Dal 9 febbraio al via l'ambulatorio internistico
24 gennaio 2017

L’Ospedale Civile di Volta Mantovana amplia l’offerta alla propria utenza. Dal 9 febbraio entrerà in funzione l’ambulatorio internistico, che sarà disponibile tutti i giovedì, il cui responsabile sarà il dott. Gianluigi Panzolato, responsabile anche del reparto medicina al San Pellegrino di Castiglione (entrambe le strutture sono del Gruppo Mantova Salus). Il nuovo servizio completerà dunque la medicina interna, già operativa presso la struttura con gli ambulatori di endocrinologia e diabetologia, rispettivamente il martedì e mercoledì. “Vogliamo essere vicini al territorio – ha spiegato il dott. Panzolato – per questo abbiamo definito con la direzione l’apertura del nuovo ambulatorio, che sarà un riferimento per la popolazione ed i medici di medicina generale di tutta l’area che si estende da Goito a Ponti sul Mincio”. Le patologie più trattate da questa branca medica sono quelle che riguardano il tubo digerente, le ipertensioni, gli scompensi cardiovascolari, le broncopneumopatie acute e croniche riacutizzate. “Come già a Castiglione, cercheremo di ridurre al minimo i tempi d’attesa per la prima visita, per prender in carico il paziente e valutarne la gravità, per programmare al meglio il suo percorso clinico”. Con lui si alternerà tra Volta e Castiglione anche la sua equipe: i dottori di medicina interna Pietro Carleo, Elisa Forieri, Filippo Sartori, Giovanni Tonoli e gli endocrinologi Diana Donini, Giulia Fainelli, Daniela Di Sarra e Dominga Perrone.

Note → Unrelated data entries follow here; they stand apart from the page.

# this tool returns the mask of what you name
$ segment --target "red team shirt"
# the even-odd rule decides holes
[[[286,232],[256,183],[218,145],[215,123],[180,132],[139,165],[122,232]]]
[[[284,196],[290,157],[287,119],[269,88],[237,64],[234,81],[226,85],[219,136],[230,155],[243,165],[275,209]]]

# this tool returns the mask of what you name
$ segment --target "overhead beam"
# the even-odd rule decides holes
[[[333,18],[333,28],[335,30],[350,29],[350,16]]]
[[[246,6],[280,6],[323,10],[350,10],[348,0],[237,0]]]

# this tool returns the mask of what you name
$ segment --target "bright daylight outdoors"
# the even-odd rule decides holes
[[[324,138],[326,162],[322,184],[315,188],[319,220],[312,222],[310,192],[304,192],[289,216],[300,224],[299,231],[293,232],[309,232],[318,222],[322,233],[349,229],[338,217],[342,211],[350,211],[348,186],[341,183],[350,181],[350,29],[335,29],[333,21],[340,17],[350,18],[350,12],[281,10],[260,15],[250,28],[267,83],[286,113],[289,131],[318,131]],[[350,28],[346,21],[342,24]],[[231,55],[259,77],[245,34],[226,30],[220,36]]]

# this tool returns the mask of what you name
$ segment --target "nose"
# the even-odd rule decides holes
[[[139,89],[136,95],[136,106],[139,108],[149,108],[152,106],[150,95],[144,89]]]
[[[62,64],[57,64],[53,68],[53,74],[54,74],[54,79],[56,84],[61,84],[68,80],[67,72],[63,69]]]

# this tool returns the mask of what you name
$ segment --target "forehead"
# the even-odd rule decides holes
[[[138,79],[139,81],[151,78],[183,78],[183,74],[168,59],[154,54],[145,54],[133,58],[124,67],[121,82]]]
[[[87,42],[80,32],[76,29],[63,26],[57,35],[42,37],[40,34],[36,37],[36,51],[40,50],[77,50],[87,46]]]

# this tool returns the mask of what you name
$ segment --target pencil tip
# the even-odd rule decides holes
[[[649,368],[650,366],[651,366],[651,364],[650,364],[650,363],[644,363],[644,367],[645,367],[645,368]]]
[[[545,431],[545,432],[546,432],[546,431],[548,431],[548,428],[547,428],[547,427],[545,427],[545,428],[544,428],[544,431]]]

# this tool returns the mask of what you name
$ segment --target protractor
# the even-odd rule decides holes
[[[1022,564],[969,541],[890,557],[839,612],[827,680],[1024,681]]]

“Il modello organizzativo che applichiamo – spiega il presidente del GMS Guerrino Nicchio - è quello, suggerito anche dalle linee guida regionali, dei servizi integrati. In questo caso, la centralità dell’Ospedale per acuti di Castiglione è funzionale rispetto alle Rsa ed ai servizi di cure palliative e domiciliari”.

Panzolato, specialista in malattie infettive, endocrinologia e malattie del ricambio (ad es. il diabete mellito, la gotta, l’obesità), opera da tempo presso l’Ospedale di Castiglione delle Stiviere, dove ha investito buona parte della propria carriera professionale nella crescita del reparto di medicina (giunto ormai ad oltre 6.000 visite l’anno), con una breve parentesi per ricoprire l’incarico di primario presso l’Ospedale di Rovereto.